最近はいろんな本を読んだり、映画を見たり、展示に行ったりしているが、感想を書くのが全然追いついてない。ちゃんと記したい気持ちがある一方で、どうにも気が向かない気持ちもある。この二つの相反する感情は両立しうる。というか相反する感情が両立する状態ってめちゃくちゃあると思っていて、誰にも理解されたくないという感情と、誰かに理解されたいという感情は良質しうるし、誰にも会いたくないという気持ちと寂しいという気持ちも両立しうる。人生はこんな感じで続いていくんだなと思った。

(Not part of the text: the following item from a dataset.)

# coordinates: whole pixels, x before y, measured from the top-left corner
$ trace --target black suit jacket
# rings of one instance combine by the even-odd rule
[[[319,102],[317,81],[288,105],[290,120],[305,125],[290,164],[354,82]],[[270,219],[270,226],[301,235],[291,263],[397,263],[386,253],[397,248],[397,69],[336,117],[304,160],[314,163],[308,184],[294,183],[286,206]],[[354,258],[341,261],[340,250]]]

前述のように最近はいろんな展示を見ているのだけれど、これが結構危険だと思っている。自分の中で美術館に行く行為は「なんかいいことをしたような気分になる」ところがあって、展示を見たいというよりいい気分になりたいから美術館にいってるんじゃないかと自分を疑っている部分がある。インスタントな満足感を得ようとしているんじゃないかと…絵を見ると「絵を描きたい!」と思うのに結局書いてないし、感情と時間の使い方が間違っているんじゃという気持ちになる。
でも「すべてに意味や効果を見出そうとする」って結構危険で、一歩間違えば他人の趣味に「それって意味あるの?(例:山登って意味あるの?)」とクソコメントする人と似た思考になってしまうので気を付けたい。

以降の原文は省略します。